Six years to the month since Gov. Walker unveiled what became Act 10, the governor brought it back into the spotlight at the conservative gathering known as CPAC. Walker says demonstrations at Republican town hall meetings across the country remind him of the Act 10 protests and surviving the 2012 recall.
"And as I hear these stories, I think to myself, been there, seen that," Walker said.
Later on a panel with other Republican governors, Walker told conservatives to urge their Congressmen on.
"Because certainly, as we've seen in the last month or so, they're going to hear from the left. They need to hear just as much from you and others like you around this country about what are priorities," Walker said.
GOP Strategist Brian Fraley says Walker is positioning himself as an elder statesman.
"He's basically saying, don't let the protests or the disturbances or the raucous town halls deter you from doing what you know is the right thing to do.
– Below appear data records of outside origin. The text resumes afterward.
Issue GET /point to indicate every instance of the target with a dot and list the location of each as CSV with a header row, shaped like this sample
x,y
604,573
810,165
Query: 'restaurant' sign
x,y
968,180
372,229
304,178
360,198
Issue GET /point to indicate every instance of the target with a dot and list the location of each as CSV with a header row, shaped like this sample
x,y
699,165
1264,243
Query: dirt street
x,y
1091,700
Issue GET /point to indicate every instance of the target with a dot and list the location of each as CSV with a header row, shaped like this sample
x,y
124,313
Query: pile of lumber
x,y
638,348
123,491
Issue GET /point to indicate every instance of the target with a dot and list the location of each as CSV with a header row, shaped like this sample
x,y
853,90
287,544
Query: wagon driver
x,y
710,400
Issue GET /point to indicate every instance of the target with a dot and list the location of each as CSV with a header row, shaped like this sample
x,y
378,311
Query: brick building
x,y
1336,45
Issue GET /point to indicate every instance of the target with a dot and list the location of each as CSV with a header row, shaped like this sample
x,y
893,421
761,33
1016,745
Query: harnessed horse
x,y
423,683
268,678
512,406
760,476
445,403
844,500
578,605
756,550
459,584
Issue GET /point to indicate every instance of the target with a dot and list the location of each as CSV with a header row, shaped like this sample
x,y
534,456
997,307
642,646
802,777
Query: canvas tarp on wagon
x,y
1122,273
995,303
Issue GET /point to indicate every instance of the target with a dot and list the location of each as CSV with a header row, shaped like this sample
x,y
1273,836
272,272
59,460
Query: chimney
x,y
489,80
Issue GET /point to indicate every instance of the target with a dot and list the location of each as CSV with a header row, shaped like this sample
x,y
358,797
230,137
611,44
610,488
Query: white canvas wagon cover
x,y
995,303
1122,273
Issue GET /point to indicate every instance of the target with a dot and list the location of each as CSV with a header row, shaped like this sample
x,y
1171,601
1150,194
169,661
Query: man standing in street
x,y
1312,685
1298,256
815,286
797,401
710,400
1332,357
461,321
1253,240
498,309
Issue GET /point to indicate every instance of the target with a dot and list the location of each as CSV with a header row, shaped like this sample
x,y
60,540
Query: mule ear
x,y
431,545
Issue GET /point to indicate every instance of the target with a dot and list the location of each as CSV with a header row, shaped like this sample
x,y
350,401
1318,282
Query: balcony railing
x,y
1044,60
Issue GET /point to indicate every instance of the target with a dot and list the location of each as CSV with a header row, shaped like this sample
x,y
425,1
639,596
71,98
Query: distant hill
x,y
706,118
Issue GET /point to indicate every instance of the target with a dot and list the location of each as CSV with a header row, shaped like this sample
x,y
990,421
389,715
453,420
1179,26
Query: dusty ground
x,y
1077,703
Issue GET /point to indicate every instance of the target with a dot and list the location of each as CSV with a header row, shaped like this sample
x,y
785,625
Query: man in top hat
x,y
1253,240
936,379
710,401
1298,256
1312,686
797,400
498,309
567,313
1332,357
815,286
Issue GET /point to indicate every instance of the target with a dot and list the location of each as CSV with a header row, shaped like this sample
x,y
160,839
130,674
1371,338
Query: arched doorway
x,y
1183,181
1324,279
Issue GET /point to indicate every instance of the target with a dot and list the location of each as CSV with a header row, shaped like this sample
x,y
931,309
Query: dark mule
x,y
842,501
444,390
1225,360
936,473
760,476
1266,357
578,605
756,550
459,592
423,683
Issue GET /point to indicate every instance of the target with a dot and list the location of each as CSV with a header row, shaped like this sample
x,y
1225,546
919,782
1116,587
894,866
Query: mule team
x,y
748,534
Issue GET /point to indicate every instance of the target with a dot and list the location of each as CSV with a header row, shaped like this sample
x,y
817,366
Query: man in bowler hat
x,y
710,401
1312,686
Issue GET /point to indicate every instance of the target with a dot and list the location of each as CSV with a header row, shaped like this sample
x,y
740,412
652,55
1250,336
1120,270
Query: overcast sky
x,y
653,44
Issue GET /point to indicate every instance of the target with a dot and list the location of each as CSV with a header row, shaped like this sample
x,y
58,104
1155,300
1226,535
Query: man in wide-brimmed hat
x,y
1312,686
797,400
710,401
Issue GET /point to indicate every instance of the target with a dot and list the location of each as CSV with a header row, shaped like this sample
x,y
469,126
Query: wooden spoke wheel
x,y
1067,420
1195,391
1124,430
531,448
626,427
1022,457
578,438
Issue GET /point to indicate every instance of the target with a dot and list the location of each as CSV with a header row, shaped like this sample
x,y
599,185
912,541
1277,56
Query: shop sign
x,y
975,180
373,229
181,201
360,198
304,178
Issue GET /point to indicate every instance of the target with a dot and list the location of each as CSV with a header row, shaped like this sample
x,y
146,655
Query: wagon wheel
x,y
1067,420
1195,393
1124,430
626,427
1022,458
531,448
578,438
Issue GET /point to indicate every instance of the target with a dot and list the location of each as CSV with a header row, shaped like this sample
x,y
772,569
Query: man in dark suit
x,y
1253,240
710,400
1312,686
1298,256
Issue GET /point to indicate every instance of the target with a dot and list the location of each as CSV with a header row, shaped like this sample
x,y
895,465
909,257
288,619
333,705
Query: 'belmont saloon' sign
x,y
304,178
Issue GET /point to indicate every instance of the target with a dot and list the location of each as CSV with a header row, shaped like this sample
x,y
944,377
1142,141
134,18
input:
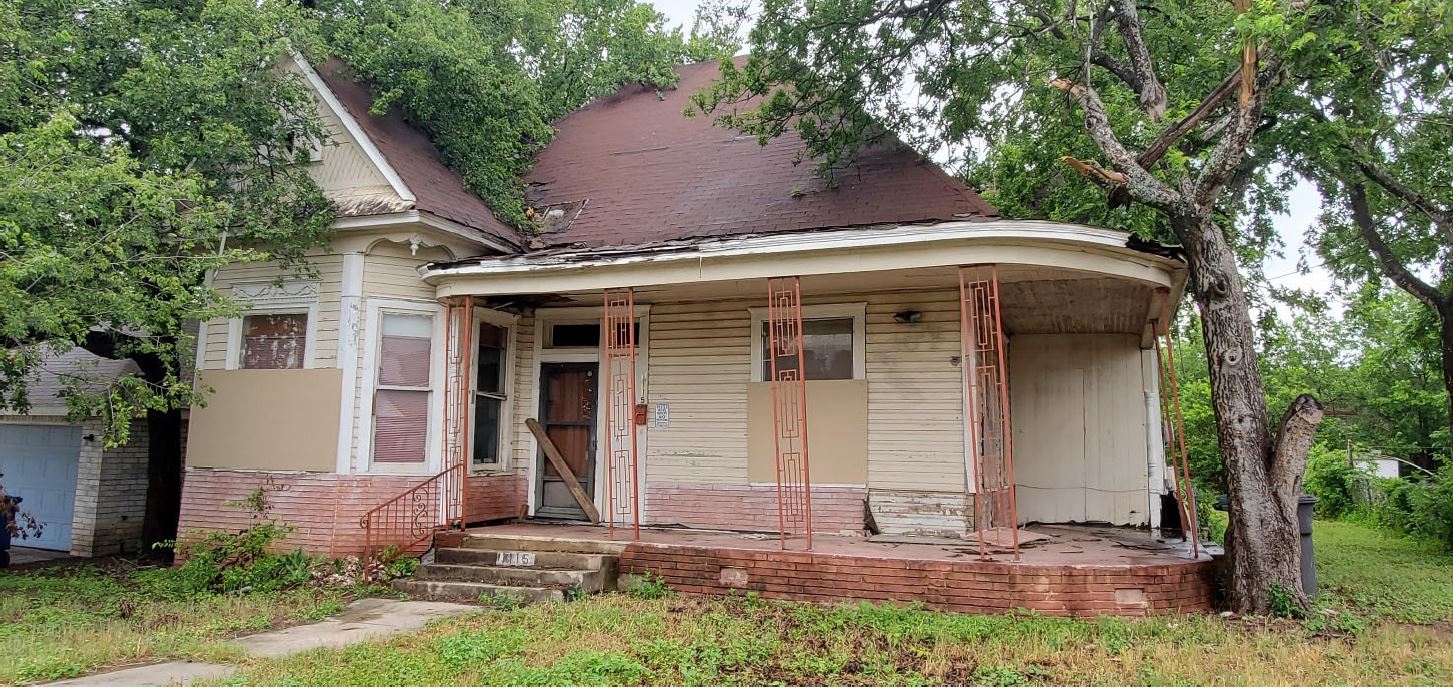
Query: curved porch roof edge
x,y
823,252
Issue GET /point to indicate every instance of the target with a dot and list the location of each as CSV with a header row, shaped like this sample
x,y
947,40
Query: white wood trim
x,y
350,314
355,130
897,247
509,323
856,310
234,330
372,333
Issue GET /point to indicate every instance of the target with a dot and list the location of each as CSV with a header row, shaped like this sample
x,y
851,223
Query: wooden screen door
x,y
568,416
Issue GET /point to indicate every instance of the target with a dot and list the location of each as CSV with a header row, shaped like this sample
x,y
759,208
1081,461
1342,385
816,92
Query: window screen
x,y
401,397
828,345
273,340
490,394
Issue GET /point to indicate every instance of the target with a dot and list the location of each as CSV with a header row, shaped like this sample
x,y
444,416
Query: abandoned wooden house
x,y
711,365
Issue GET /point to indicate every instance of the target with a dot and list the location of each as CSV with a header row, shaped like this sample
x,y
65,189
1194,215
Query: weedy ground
x,y
1383,619
64,621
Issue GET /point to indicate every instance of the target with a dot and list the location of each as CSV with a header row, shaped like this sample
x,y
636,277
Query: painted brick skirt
x,y
956,586
323,509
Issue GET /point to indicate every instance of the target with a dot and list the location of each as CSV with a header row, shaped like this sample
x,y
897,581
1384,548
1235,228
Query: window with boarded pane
x,y
403,390
827,343
490,393
273,340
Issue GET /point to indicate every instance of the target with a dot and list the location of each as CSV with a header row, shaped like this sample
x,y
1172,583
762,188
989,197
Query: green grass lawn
x,y
64,621
1359,635
1385,618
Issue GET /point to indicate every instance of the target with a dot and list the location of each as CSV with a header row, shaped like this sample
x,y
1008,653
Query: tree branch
x,y
1189,122
1152,95
1293,439
1386,259
1442,218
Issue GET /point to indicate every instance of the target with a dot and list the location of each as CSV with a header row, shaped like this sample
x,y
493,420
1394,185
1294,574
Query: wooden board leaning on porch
x,y
558,461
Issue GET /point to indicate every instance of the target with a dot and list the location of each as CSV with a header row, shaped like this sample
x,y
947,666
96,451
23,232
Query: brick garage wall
x,y
834,509
1081,590
111,493
324,509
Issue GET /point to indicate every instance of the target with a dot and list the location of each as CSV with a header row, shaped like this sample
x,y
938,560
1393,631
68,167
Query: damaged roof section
x,y
436,188
632,169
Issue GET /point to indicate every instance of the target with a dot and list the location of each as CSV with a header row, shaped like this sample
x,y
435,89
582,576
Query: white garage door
x,y
39,465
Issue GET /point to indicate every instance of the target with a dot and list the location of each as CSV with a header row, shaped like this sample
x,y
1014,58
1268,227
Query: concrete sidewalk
x,y
362,619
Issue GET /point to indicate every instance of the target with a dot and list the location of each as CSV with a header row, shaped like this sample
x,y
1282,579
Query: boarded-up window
x,y
490,393
401,396
273,340
828,345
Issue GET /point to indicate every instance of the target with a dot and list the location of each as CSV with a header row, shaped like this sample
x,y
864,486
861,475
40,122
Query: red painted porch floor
x,y
1064,544
1075,570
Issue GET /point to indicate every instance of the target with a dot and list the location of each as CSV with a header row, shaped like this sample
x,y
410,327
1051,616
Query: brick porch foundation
x,y
955,586
750,506
323,509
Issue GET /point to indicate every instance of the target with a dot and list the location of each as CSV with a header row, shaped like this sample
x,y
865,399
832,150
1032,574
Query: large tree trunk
x,y
1263,480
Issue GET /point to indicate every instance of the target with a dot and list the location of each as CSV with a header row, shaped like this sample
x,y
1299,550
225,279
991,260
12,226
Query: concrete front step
x,y
541,544
542,560
586,580
474,592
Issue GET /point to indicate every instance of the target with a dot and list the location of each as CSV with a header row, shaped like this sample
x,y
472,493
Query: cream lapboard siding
x,y
701,358
329,269
1080,438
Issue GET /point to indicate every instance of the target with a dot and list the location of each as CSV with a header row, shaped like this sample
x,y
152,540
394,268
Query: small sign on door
x,y
515,558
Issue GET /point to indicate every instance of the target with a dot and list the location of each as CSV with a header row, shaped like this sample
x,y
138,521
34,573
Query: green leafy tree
x,y
143,144
1174,99
1373,125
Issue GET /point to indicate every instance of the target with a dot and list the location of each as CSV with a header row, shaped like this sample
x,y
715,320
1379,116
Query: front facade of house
x,y
347,388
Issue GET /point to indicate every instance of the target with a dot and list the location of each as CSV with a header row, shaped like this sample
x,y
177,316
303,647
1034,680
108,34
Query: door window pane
x,y
273,340
490,375
487,429
828,345
403,425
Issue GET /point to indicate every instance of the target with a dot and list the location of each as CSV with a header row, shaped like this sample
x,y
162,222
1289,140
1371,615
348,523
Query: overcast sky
x,y
1304,201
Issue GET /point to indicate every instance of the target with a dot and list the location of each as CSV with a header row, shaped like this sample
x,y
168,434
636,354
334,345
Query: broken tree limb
x,y
1151,92
558,461
1163,143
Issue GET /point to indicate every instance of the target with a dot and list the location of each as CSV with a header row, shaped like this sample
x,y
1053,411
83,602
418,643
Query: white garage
x,y
89,500
39,464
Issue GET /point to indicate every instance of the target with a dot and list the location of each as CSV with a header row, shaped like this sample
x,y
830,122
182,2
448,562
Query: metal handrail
x,y
416,515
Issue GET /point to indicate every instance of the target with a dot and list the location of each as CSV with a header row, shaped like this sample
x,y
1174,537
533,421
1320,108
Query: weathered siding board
x,y
914,393
1078,413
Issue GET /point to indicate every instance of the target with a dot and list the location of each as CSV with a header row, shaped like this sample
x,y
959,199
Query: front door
x,y
568,416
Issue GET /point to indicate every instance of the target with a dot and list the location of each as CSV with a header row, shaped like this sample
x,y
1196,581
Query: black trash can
x,y
1304,521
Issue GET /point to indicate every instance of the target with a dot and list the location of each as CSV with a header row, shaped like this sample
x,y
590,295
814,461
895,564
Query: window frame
x,y
237,333
857,311
507,321
269,298
374,339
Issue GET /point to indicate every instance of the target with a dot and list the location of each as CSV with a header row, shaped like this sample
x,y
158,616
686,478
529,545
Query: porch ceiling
x,y
1035,300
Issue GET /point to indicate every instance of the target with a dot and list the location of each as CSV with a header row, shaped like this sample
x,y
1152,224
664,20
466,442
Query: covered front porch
x,y
953,380
1062,570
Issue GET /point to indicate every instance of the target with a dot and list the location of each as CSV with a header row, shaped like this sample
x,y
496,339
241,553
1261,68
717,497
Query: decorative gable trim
x,y
352,125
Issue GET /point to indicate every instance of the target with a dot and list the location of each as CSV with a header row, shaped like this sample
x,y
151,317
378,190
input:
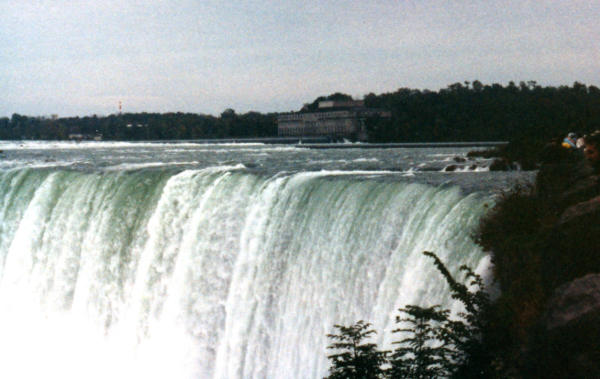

And he's basing it on his experiences in 2011 and 2012," Fraley said.
But Milwaukee Democrat David Bowen says Walker has little to celebrate about those times.
"The governor has proven time and time again to be a divider, unfortunately, instead of uniting our state," Bowen said.
Also Thursday, a rare joint appearance between White House Chief of Staff Reince Priebus of Kenosha and Senior Adviser Steve Bannon. It was perhaps a reaction to rumors that the two do not get along. Priebus said if the conservative movement unites, "It can't be stopped."